The 20th edition, which included the awards from 2021 and 2022, was finally awarded in 2023. As stated in a publication by the National Productivity Centre, President Buhari approved the awards, and they were presented on 25 May 2023, towards the end of his term in office. The event took place at the National Productivity Centre headquarters, rather than following the usual National Productivity Day format.

==Notable recipients==
Recipients have included academics, public servants, business executives, entrepreneurs, scientists, medical professionals, and others.

The award was also given to businessman Abdul Samad Rabiu, who received the NPOM for the 2019/2020 period; at the 2022 ceremony, other business leaders such as Mike Adenuga, Jim Ovia, and Allen Onyema were also recipients.

The 2022 awards featured a special category devoted to COVID-19. Recognised recipients included Chike Ihekweazu, the former Director-General of the Nigeria Centre for Disease Control; Akin Abayomi, the Lagos State Commissioner for Health; and Boss Mustapha, Secretary to the Government of the Federation, for their work during the COVID-19 response.

The award has also been given to statistician Yemi Kale, who was awarded it in 2017, and to pharmacist and business executive Sam Ohuabunwa, who received the NPOM in 2018.

In 2023, Abdullahi Mustapha, Director-General of the National Biotechnology Research and Development Agency; Ezra Yakusak, Executive Director and Chief Executive Officer of the Nigerian Export Promotion Council; and Jalal Sule Hamma of the Nigerian Maritime Administration and Safety Agency received the award, along with others.

==Number of recipients==
Since the award was established, the number of people and organisations who have received it has risen considerably. In 2017, the Minister of Labour and Employment said 303 individuals and 73 organisations had received it since the award began.

At the 2022 ceremony, the Federal Government stated that 382 people and 97 organisations had been awarded NPOMs since the programme started.

The National Productivity Centre's current programme description gives a cumulative figure of 467 individuals and 119 organisations honoured with NPOM awards since the programme began.

==Administration==
The National Productivity Centre administers the NPOM, a parastatal established by the federal government under the National Productivity Centre Act. The Centre is legally obliged to promote productivity improvements and awareness throughout the Nigerian economy.

The National Productivity Centre conducts research, measurement, advocacy, training, and other related programmes, and the NPOM Award Committee assesses and selects nominees for the award.

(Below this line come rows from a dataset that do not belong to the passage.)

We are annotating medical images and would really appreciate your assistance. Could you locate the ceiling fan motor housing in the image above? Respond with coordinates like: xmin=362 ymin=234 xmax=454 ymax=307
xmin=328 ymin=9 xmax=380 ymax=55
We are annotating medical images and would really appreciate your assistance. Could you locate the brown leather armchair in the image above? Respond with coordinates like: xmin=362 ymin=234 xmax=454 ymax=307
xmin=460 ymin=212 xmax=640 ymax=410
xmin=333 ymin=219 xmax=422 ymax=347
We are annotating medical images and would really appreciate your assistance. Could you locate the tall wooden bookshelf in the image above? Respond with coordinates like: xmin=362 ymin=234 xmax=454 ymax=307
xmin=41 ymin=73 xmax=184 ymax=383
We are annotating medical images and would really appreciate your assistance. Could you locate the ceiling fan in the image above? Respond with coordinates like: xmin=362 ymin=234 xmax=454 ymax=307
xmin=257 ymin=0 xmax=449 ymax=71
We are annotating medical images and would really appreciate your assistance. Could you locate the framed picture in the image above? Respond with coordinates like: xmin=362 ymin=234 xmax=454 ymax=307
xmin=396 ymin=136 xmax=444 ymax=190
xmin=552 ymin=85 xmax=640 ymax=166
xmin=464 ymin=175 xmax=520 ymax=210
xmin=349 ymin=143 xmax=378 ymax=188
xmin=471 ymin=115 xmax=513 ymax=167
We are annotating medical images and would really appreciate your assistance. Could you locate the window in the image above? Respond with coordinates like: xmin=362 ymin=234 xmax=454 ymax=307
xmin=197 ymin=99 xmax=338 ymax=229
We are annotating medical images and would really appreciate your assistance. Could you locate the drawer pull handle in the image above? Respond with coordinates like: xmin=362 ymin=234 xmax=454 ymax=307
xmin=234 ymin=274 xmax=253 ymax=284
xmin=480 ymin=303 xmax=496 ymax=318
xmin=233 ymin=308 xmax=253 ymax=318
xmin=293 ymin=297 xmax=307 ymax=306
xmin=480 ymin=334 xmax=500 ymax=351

A bill sponsored by Senator Aliyu Wadada Ahmed, introduced in 2024 to amend the National Productivity Centre Act, suggested that the National Productivity Council should advise the responsible minister on the constitution and appointment of the NPOM Award Committee. The bill also proposed other changes to the statutory framework governing the Centre.

==Significance==
The NPOM is one of the main institutional arrangements the Nigerian government uses to publicly recognise productivity and workplace excellence. Unlike the country's formal national honours system, governed by the National Honours Act and featuring honours such as the Order of the Federal Republic and the Order of the Niger, the NPOM focuses specifically on productivity and is managed by the National Productivity Centre.

The government has presented the award as an incentive intended to encourage improved performance in both the public and private sectors. Its criteria encompass not only individual performance but also organisational contributions such as job creation, staff development, technology adoption, local sourcing, and productive efficiency.